Les difficultés continuent pour Alstom qui a annoncé, ce mercredi 15 novembre, un **plan de réduction de coûts entraînant la suppression de 1.500 emplois dans le monde**, soit 10% des fonctions commerciales et administratives. Plombé par des **difficultés commerciales et financières**, le groupe ferroviaire se donne pour **objectif une réduction de sa dette de 2 milliards d’euros d’ici mars 2025**. Une mesure qui n’a pas encore convaincu les investisseurs.
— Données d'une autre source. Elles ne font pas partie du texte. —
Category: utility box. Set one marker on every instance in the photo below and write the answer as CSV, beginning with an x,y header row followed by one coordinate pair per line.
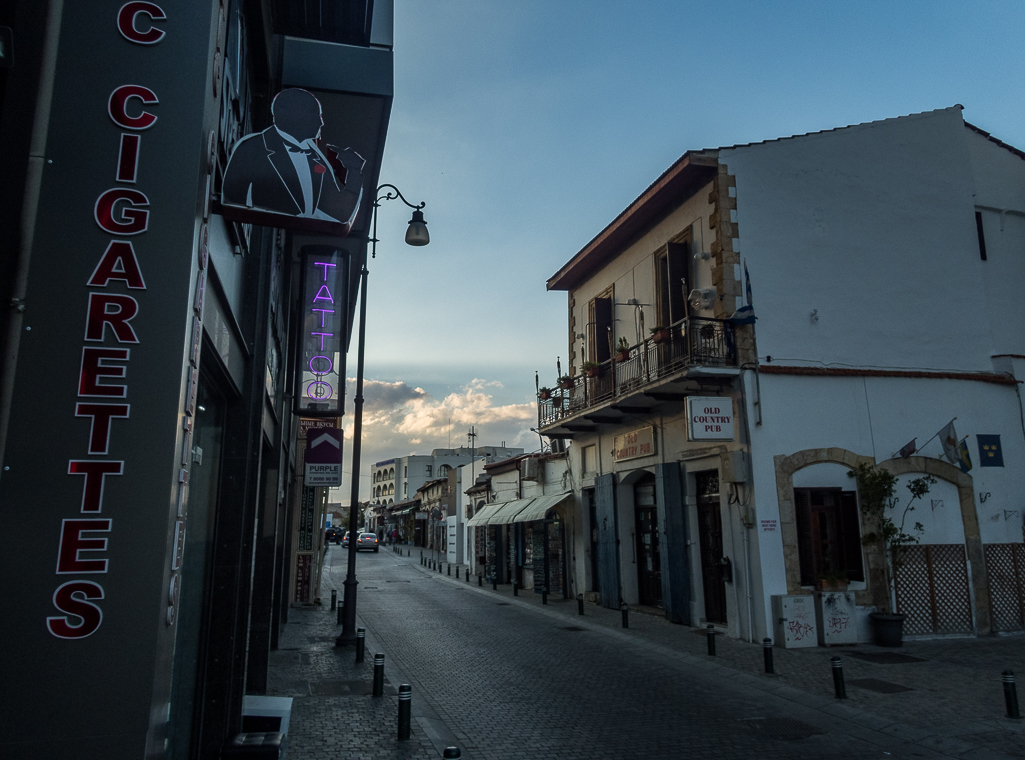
x,y
793,621
835,616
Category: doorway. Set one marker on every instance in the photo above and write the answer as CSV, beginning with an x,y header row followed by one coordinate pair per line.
x,y
649,563
710,536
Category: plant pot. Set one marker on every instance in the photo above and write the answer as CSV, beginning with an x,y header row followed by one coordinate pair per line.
x,y
888,630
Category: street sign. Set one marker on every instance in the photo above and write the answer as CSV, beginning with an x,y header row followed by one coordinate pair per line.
x,y
323,457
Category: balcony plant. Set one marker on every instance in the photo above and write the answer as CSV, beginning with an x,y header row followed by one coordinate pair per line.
x,y
876,492
660,333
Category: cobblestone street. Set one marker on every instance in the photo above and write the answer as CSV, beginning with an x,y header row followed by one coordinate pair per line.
x,y
503,677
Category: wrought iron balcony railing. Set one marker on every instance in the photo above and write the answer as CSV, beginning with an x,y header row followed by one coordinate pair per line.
x,y
693,342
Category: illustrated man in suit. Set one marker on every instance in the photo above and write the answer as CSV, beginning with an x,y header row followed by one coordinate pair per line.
x,y
285,170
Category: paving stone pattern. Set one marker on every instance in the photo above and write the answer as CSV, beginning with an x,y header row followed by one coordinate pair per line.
x,y
504,677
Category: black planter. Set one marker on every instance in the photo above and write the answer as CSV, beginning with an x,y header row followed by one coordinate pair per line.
x,y
888,629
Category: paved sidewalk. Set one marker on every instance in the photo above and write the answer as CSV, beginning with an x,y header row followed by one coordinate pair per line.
x,y
952,706
950,702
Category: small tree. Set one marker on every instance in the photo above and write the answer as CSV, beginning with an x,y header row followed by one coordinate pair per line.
x,y
876,489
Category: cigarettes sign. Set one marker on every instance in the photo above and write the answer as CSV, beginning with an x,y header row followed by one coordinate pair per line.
x,y
710,417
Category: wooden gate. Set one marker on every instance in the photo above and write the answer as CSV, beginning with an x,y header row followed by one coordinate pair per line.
x,y
933,589
1006,567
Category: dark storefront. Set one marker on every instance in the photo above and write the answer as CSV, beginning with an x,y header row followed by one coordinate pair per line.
x,y
146,426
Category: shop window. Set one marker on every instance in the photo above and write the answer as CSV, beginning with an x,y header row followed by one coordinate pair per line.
x,y
828,533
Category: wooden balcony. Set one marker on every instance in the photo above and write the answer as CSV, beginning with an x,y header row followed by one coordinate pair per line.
x,y
655,370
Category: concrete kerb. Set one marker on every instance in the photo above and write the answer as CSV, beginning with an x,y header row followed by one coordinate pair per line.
x,y
868,726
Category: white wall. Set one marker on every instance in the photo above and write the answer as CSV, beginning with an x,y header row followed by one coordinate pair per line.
x,y
874,227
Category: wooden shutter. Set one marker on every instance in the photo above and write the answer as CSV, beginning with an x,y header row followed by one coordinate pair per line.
x,y
806,545
851,535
À la clôture, ce mercredi, à 18h00, le cours de l’action d’Alstom **plongeait de 15% à la Bourse de Paris… et même de 43%** depuis l’annonce d’un « profit warning », **le 5 octobre**, ne laissant maintenant au groupe qu’une capitalisation boursière de 4,6 milliards euros.
[…]
Pour réduire sa dette, le groupe envisage aussi des **cessions d’actifs et éventuellement une augmentation de capital**, selon le communiqué du groupe. Henri Poupart-Lafarge a détaillé à ce sujet : « On a déjà lancé une revue d’actifs pouvant être potentiellement cédés. Mais on ne donne pas de détails pour le moment, car le processus n’est pas fini. Je peux juste vous dire que ce sera des actifs très différents les uns des autres ».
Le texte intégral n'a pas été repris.